Amanda is now pregnant again, and we’re working together once more. She’s still lifting, but with a better understanding of pelvic floor health, she’s doing it in a safer way, scaling back to guard against any post-pregnancy pelvic floor dysfunction.
Don’t get me wrong: I’m not saying you should push your client to go all-out. But I’m not saying you should treat her with kid gloves either.
What I am saying is that you’re not restricted to corrective moves on a yoga mat or stability ball. Those exercises can have a place in your client’s program. But lifting has its place too.

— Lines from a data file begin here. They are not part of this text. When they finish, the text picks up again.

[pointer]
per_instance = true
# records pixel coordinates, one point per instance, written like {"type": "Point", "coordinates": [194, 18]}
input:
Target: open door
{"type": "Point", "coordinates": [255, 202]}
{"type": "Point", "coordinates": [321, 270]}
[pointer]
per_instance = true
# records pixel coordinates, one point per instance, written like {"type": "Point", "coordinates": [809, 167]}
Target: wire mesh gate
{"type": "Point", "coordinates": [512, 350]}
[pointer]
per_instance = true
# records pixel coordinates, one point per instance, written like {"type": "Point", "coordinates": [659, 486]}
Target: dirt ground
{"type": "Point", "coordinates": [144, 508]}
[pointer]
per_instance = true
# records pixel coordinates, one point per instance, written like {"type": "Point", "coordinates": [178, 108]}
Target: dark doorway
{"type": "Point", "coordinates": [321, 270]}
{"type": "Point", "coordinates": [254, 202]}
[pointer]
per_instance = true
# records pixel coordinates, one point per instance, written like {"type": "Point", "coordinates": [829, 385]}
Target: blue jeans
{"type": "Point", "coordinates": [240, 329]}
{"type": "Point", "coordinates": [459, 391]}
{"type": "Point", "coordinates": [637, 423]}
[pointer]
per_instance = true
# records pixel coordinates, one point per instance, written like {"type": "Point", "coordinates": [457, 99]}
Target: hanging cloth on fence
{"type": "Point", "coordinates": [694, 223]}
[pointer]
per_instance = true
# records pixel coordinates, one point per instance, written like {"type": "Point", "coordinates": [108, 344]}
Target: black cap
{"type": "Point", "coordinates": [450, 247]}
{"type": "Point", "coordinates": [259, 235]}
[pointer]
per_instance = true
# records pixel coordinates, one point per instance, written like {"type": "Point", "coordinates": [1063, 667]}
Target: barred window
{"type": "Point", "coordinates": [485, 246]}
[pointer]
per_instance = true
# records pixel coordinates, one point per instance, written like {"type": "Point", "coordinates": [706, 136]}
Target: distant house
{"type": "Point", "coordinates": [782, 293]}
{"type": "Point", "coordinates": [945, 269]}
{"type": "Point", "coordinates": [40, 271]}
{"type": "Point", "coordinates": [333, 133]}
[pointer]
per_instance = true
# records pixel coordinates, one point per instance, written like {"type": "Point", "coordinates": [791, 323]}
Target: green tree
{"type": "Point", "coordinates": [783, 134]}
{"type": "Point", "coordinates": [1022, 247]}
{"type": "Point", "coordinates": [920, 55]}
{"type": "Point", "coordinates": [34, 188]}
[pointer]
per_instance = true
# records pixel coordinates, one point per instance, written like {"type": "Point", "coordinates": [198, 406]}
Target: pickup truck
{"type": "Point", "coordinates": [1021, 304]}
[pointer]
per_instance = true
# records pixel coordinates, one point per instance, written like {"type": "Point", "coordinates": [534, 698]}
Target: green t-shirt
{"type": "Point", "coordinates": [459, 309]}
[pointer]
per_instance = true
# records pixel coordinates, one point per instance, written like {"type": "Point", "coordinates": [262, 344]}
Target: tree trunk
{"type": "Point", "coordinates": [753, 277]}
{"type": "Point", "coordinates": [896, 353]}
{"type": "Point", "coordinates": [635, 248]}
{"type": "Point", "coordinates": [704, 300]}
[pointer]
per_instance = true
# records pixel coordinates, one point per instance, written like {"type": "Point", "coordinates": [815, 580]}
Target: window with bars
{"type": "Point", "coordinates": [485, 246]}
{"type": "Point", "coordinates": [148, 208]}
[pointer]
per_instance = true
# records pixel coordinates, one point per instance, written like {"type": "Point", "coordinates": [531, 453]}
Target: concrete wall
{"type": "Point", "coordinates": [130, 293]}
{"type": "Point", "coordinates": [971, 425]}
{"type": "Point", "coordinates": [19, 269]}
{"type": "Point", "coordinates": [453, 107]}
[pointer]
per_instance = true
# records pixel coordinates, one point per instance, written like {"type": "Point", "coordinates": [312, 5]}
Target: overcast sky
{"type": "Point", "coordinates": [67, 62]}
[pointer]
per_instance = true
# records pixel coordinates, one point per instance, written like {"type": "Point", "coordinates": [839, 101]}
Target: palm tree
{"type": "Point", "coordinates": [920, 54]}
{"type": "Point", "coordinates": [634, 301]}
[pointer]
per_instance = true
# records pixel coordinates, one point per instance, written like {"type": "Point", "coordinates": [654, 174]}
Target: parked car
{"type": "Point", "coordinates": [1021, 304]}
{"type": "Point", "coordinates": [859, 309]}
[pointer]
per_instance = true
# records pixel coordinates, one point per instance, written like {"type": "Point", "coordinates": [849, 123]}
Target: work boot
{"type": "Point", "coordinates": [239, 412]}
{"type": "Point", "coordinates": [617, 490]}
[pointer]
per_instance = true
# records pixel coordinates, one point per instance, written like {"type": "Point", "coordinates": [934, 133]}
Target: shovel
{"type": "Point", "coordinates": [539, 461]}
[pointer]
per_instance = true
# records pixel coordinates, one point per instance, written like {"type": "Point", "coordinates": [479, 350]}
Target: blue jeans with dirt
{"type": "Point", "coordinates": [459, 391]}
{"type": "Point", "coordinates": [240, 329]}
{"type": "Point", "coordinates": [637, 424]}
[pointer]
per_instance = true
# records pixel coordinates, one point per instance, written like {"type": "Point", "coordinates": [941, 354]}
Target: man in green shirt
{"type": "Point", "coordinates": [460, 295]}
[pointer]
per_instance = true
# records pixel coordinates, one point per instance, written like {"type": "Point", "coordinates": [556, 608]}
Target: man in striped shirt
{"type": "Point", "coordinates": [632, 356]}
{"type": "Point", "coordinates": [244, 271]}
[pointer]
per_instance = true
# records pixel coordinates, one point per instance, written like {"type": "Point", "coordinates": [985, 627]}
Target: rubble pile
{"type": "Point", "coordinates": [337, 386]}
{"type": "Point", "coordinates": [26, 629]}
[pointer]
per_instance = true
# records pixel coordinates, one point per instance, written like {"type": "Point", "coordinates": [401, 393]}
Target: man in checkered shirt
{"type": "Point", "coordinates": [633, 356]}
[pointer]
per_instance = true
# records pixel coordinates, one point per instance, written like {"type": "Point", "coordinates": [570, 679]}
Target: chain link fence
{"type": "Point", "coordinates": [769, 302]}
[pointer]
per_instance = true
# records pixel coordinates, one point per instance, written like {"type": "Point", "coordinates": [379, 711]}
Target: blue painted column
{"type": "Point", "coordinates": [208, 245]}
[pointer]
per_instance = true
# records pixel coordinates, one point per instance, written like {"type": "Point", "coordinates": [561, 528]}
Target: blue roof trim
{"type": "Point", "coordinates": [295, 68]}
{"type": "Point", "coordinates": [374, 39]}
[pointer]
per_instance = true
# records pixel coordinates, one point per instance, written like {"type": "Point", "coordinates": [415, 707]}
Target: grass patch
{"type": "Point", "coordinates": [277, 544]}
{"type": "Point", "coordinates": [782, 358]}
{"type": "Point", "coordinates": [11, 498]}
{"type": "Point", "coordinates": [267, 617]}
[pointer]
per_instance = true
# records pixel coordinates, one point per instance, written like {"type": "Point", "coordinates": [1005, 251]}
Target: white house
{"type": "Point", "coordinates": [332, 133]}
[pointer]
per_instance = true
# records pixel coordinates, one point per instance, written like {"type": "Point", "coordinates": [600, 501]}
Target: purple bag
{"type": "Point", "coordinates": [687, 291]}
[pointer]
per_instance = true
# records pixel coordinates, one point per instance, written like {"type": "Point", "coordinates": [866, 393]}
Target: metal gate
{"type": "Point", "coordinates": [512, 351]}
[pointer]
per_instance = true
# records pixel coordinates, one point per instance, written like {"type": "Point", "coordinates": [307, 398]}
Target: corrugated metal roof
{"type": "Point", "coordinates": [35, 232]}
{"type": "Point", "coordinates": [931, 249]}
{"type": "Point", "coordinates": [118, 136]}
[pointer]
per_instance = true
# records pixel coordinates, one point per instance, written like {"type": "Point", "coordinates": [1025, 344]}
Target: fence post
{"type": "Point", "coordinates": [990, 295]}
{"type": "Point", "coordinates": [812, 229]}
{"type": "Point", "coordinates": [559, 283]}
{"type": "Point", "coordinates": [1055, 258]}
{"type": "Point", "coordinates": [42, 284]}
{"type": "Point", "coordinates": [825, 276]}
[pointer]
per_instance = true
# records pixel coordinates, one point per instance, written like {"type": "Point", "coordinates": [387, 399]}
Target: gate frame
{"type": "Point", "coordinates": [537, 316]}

Teaching a postpartum client proper movement mechanics for lifting will help strengthen not just her pelvic floor but her confidence as well. And as we all know, it’s useful for everyday life.
I thought about this recently when I helped my husband lift a heavy piece of furniture. If I hadn’t worked toward regaining my 1RM after giving birth to my own children, I might be the one looking for a postpartum training specialist.
So I know from personal as well as professional experience that women with pelvic health symptoms don’t want to be coached as if they’re permanently damaged. And they don’t need to be. They’re resilient, not broken.